Bisnis.com, DENPASAR—Dinas Pertanian dan Pangan Kabupaten Jembrana menargetkan mulai 2019, minimal 10 subak abian atau subak lahan kering komoditas kakao lolos sertifikasi organik.
Semakin banyak subak abian lolos sertifikasi organik, maka potensi meningkatkan kualitas hasil komoditas akan semakin lebar. Sertifikasi organik itu pun dapat menjadi modal untuk bergabung dengan Koperasi Kakao Kerta Samaya Samaniya (KKS) yang saat ini berhasil mengekspor langsung kakao fermentasi ke produsen cokelat seperti Valrhona, Prancis.
“Tahun ini baru 38 subak abian dan mudah-mudahan akhir tahun ini bisa tambah 3 subak abian gabung.

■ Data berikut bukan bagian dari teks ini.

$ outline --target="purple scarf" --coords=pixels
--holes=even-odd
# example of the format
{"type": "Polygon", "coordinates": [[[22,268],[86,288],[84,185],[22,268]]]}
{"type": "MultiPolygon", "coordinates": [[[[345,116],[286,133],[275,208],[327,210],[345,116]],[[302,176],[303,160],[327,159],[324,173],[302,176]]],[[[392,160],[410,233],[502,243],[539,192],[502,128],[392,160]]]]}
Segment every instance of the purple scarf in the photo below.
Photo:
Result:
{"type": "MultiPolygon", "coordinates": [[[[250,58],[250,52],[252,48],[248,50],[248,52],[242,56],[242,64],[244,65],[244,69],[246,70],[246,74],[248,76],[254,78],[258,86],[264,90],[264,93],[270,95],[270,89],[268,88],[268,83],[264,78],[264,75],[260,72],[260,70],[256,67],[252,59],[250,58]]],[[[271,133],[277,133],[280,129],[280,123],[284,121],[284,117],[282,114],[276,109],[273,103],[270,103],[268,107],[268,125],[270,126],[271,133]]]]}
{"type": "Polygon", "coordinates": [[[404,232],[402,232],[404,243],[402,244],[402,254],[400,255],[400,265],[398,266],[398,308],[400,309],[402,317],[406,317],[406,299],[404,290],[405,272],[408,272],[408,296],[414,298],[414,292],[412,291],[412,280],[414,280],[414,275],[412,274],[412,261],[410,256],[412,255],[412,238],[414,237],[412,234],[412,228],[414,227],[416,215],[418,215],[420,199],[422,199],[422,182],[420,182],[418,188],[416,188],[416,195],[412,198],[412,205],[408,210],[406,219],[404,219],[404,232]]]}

Kalau tahun depan target kami menambah 10 subak abian. Susah memang karena keterbataan anggaran tetapi akan diupayakan,” papar Kadis Pertanian dan Pangan Jembrana Wayan Sutama, Minggu (9/9/2018).
Diakuinya untuk sertifikasi organik sangat rumit dan membutuhkan waktu lama. Kebun milik petani akan dinilai terlebih dulu apakah pantas atau tidak untuk mengantongi sertifikasi. Audit sertifikasi dilakukan oleh tim ahli yang sudah memiliki standar internasional.
Upaya itu penting ditempuh untuk meningkatkan penetrasi subak abian yang menerapkan sistem kakao lestari. Sutama menyatakan akan membantu mewujudkan sertifikasi dengan memberikan bantuan berupa alat mesin pertanian hingga untuk fermentasi kakao hingga masalah pemberdayaan kelembagaan.
Menurutnya, potensi kakao lestari di Jembrana sangat besar. Luasan lahan pertanian kering di daerah ini mencapai 19.000 Ha, tetapi baru 6.500 Ha dimanfaatkan menjadi kebun kakao. Dari total luasan kakao tersebut, belum semuanya mendapatkan sertifikasi organik.
“Memang perlu waktu dan tidak mudah dengan PAD Jembrana yang terbilang kecil dibandingkan dengan daerah lain di Bali. Satu hal yang pasti sertifikasi organik ini terbukti sudah meningkatkan daya tawar petani terhadap buyer dan komoditas kakao bisa menjadi andalan daerah,” jelasnya.